Immune thrombocytopenia (ITP) results from decreased platelet production and accelerated platelet destruction. Impaired CD4 + regulatory T-cell (Treg) compartment and skewed Th1 and possibly Th17 responses have been described in ITP patients. The trigger for aberrant T-cell polarization remains unknown. Because monocytes have a critical role in development and polarization of T-cell subsets, we explored the contribution of monocyte subsets in control of Treg and Th development in patients with ITP. Unlike circulating classic CD14 hiCD16 - subpopulation, the CD16 + monocyte subset was expanded in ITP patients with low platelet counts on thrombopoietic agents and positively correlated with T-cell CD4 +IFN- γ + levels, but negatively with circulating CD4 +CD25 hiFoxp3 + and IL-17 + Th cells.

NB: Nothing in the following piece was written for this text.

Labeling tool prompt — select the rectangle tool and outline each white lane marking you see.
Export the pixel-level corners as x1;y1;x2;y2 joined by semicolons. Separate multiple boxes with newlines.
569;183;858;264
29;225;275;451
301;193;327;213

Using a coculture model, we found that CD16 + ITP monocytes promoted the expansion of IFN-γ +CD4 + cells and concomitantly inhibited the proliferation of Tregs and IL-17 + Th cells. Th-1-polarizing cytokine IL-12, secreted after direct contact of patient T-cell and CD16 + monocytes, was responsible for the inhibitory effect on Treg and IL-17 +CD4 + cell proliferation. Our findings are consistent with ITP CD16 + monocytes promoting Th1 development, which in turn negatively regulates IL-17 and Treg induction. This underscores the critical role of CD16 + monocytes in the generation of potentially pathogenic Th responses in ITP.